GSoC mid-term: GraphGL, network visualization with WebGL

urban-škudnik

My name is Urban Škudnik and during this Google Summer of Code I develop GraphGL, an open source network visualization library for the Web.

Introduction

GraphGL is a network visualization library designed for rendering (massive) graphs in web browsers and puts dynamic graph exploration on the web another step forward. In short, it calculates the layout of the graph in real time and is therefore suitable for static files (exported GraphML/GEXF files) and for dynamic files (LinkedIn InMaps would be one such example).

As such, it is both a replacement for Gephi and a complimentary tool, similar to Seadragon, providing another method for displaying graphs in a Web browser.

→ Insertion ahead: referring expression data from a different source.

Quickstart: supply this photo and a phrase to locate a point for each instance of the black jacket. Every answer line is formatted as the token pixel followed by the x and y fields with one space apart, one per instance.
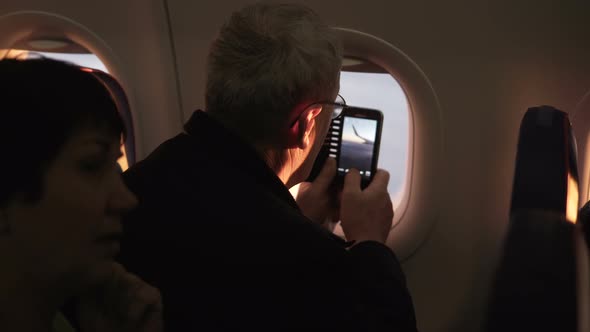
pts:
pixel 222 238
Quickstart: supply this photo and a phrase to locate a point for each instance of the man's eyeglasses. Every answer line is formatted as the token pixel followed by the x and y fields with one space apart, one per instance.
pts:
pixel 337 105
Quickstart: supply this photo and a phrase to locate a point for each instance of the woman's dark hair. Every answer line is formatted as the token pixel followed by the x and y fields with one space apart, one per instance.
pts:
pixel 42 104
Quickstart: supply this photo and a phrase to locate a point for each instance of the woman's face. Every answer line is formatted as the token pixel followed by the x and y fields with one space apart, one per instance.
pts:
pixel 71 234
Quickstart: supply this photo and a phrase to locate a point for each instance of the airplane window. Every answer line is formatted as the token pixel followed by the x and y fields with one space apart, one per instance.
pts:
pixel 365 84
pixel 67 51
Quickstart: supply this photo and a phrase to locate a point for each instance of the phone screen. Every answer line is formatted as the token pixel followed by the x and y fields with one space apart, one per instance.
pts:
pixel 357 145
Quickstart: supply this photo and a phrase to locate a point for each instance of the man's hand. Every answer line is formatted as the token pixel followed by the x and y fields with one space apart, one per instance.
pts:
pixel 318 200
pixel 366 215
pixel 123 303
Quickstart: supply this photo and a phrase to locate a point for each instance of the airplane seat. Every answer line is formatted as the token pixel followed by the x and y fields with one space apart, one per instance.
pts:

Google-ChromeScreenSnapz001

null Static demo on the Java dataset.
null Static demo on a random graph with 100 nodes and 500 edges.
null Static demo on a random graph with 10,000 nodes and 50,000 edges.
null Static demo on a random graph with 100,000 nodes and 200,000 edges.
null Dynamic demo on Java dependencies dataset.

Commands: mouse left-button to pan, mouse wheel to zoom.

Alternatives

While having Gephi (renderer, at least) in the browser would be nice, such alternatives are not really realistic – for one, Java in Web browser is not welcomed by many users as it alone is a large resource hog. Another issue that can be raised is it’s integration with the rest of the web environment and issues that a developer can face with integration into his web application. It’s benefit however would be almost native-application performance.

Flash can also be considered for our problem as it supports 3D hardware accelerated graphics but being a proprietary technology it is not particularly attractive, especially for a library that wants to be based on open and standard technologies.

An alternative is aforementioned Seadragon plugin that builds image tiles of the rendered graph and provides interactivity components similar to those found at Google Maps or any other mapping site. As calculating graph layout and rendering itself can be very resource intensive this method can still be encouraged at graphs where unreasonably large amounts of RAM and CPU are required. It’s issue is interactivity and dynamics – after graph is rendered and exported, it can not be easily changed, especially not in real time.

WebGL and Web Workers

However, WebGL and WebWorkers present a solution, that can circumvent the issues of interactivity and dynamics and at the same time offer good performance.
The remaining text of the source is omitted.